As the Washington Post likes to point out, Syria is approximately the size of Washington state. But, other than our arid swaths of eastern desertscape, the geopolitical similarities seem to end there. Our population is a third of Syria’s and our civil war is called the Apple Cup. We have not killed 100,000 of our neighbors, uprooted millions from their homes, or gassed our children. Our governor typically does not download “Sexy and I Know It” from I-Tunes while having his citizens shot in the street and napalmed at school.
Yet it’s those bloody differences that have brought us together. Our boys are already in the air over Aleppo and in the waters of the Red Sea. The eye-in-the-sky ScanEagle drone built by Boeing in the Columbia Gorge is surely panning Syria’s terrain for chemical weapons units, while the Everett-based Navy carrier USS Nimitz stands off the Arabian Peninsula ready to launch F/A-18s bearing air-to-surface missiles, in preparation for a U.S. strike.
And our congressional delegation, which will help decide whether to launch, is currently more focused on Damascus than Olympia, even if what they say amounts to saying nothing. Rep. Adam Smith is “worried,” Sen. Patty Murray is “concerned” and Sen. Maria Cantwell has “serious questions” about President Obama’s plan for a sortie to destroy Bassar al-Assad’s chemical troops and equipment. Rep. Jim McDermott adds that we “proceed with caution.”
They want to study the issue further. But do they truly not yet know what Barack Obama plans to do in Syria? Hit, run, done.
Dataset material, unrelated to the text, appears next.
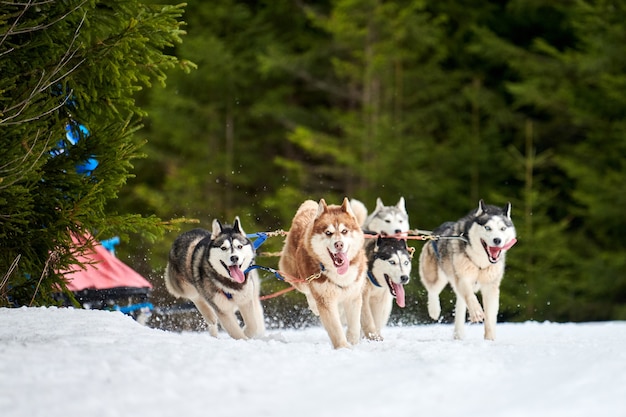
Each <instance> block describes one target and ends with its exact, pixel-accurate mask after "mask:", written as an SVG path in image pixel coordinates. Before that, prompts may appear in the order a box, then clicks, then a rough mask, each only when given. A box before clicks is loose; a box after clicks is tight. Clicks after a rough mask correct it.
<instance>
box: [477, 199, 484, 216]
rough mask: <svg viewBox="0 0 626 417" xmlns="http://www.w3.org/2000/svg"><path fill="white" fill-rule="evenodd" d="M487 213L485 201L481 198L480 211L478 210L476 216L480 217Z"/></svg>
mask: <svg viewBox="0 0 626 417" xmlns="http://www.w3.org/2000/svg"><path fill="white" fill-rule="evenodd" d="M484 212H485V201H484V200H483V199H482V198H481V199H480V201H479V202H478V210H476V216H480V215H481V214H483V213H484Z"/></svg>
The Pentagon says the target would be Syria’s chemical military units and buildings, and any artillery or rockets used to deliver them (to avoid potential disasters, chemical storage facilities would be untouched).
It’s not war. It’s not Iraq. It’s not a game changer. But it is the U.S. enforcing international law banning chemical warfare. “I didn’t set a red line,” the president said yesterday. “The world set a red line.” Pictures of children spread out on morgue floors, appearing to be in peaceful sleep, set it too. The “most massive and terrifying use of chemical weapons this century” is how French Prime Minister Ayrault describes Assad’s murder of innocents.
The U.S. rightly stayed out of Syria’s complicated uncivil if not unholy war, though we have been slow to supply, as promised, fractious rebel forces seeking to end the House of Assad’s bloody reign, bolstered by money and weapons from Russia and Iran. But Obama, like many, was moved by the August 21 chemical massacre of 1,400, saw it as the opportunity to respond in a way not only to punish but to show Syria on which side of good and evil the U.S. stood.
Jon Stewart’s response was, “We have to bomb Syria because we are in seventh grade. And the red line – the red line that they crossed is actually a dick-measuring ribbon.” Actually, here’s what some fifth graders, at least, think, from the Facebook page of Assad’s 11-year-old son, Hafez: “I just want them to attack soooo much, because I want them to make this huge attack of beginning something that they don’t know the end of it.”
Historically, when weighing foreign intervention, measuring sticks – along with past sins and hypocrisies — regularly come into play: our unnecessary wars, tardiness to act, and blindness to distant slaughter. We are the world’s imperfect cop trying to decide when to use force and who to set free, a selection corrupted by money and politics. We’ve gotten it wrong too often.
Americans are left to decide – sifting through the claims and statements of officials and the news reports of the moment – the right path and if we’re being lied to. It comes down to whether you believe what this president is telling you this time. And while military decisions shouldn’t be based on the heart, it’s a factor.
Obama appears to have unpacked all that baggage. He anticipated being asked “why now?” Are 1,400 non-combatant deaths more important than 100,000 civilians and warrior deaths? The answer is: We should do what we can. The strike would not be open-ended, he said. The “American people have the good sense to know we cannot resolve the underlying conflict in Syria with our military. And that’s why we’re not contemplating putting our troops in the middle of someone else’s war.”
The man who officially ended the war in Iraq and is ending the war in Afghanistan insists there will be no U.S. war in Syria. But keeping the chemical attack in the headlines puts additional international pressure on Assad – who reportedly is busying moving his chemical supplies and troops around in anticipation, distracted by the American threats and thus perhaps killing a few less citizens. Obama can thus take his time.
Ultimately Assad has to pay something for the massacre, Obama has made clear, making a launch date inevitable. A quick strike is not unprecedented, and apparently would be more limited than the cruise missile launch by Bill Clinton on targets in Afghanistan and the Sudan as payback for the 1998 U.S. embassy bombings.
“What message will we send if a dictator can gas hundreds of children to death in plain sight and pay no price?” Obama asks. Syria’s government acknowledges the chemical attack took place, he notes (and the use of napalm has since been documented, as have cluster bombings). So far, Assad has no reason to desist. “If we really do want to turn away from taking appropriate action in the face of such an unspeakable outrage,” Obama says, “then we just acknowledge the costs of doing nothing.”